Consider the following scenario:
- We start migrating tenant X
- The migration sets a start timestamp of TS(100)
- When the tenant cloners complete, the last write on the donor for tenant X is TS(90) and tenant Y is TS(150)
- TS(150) is the read concern majority optime on the donor, and thus is the ‘lastVisibleOpTime’ that the recipient receives.The recipient thus sets its 'stopTimestamp’ to TS(150).
- The last oplog entry fetched on the recipient is at TS(90)
The recipient will never apply an oplog entry with a timestamp greater than or equal to TS(150), and thus will never think it’s consistent.
To fix this, we make sure that the tenant oplog applier writes a noop oplog entry into its oplog buffer whenever it receives a batch. We must be careful however, that this noop entry is not too high. If the recipient wrote the ‘lastVisibleOpTime’ as a noop, then if the recipient were lagged, that noop could make it appear as though the recipient were actually more up to date than it actually is. The correct value is the “latest oplog timestamp the donor sees when doing its oplog query”. This is exactly what the TRACK_LATEST_OPLOG_TS query parameter includes in the query response, with the postBatchResumeToken.
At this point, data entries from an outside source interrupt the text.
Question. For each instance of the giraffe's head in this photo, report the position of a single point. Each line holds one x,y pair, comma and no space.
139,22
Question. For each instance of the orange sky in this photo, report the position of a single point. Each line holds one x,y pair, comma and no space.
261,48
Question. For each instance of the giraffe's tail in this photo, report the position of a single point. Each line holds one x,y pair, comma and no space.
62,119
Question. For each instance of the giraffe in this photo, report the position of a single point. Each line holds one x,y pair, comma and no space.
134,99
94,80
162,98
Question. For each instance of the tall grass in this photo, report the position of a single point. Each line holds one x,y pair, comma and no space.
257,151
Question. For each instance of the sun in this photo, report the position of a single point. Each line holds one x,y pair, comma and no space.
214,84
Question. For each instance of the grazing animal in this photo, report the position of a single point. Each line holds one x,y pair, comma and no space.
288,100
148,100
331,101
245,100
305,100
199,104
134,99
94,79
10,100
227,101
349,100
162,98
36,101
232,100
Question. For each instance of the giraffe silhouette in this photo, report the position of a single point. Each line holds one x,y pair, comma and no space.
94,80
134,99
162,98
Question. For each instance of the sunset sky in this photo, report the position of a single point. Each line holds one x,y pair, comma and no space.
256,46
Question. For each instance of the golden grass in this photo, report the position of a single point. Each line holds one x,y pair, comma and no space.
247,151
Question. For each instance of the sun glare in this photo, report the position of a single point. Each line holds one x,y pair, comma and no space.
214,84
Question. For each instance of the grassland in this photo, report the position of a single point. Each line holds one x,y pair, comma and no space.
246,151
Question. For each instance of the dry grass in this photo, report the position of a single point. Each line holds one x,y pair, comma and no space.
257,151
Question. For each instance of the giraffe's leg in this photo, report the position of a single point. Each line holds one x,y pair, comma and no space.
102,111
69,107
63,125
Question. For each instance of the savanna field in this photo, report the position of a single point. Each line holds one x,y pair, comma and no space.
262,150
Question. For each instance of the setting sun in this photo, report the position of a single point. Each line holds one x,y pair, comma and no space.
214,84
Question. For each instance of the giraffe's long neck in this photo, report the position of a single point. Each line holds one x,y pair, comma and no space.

We write these noops for empty batches as well since it should be simple to ignore duplicate timestamps in the oplog buffer and it will ensure the recipient does not need to rescan oplog entries on recovery that it filtered out previously.
Resharding faces this analogous problem, but is solving it in aggregation since they use aggregation rather than find commands. We must correctly expose this resume token for find commands in
SERVER-51227, and then write and process the noops in this ticket.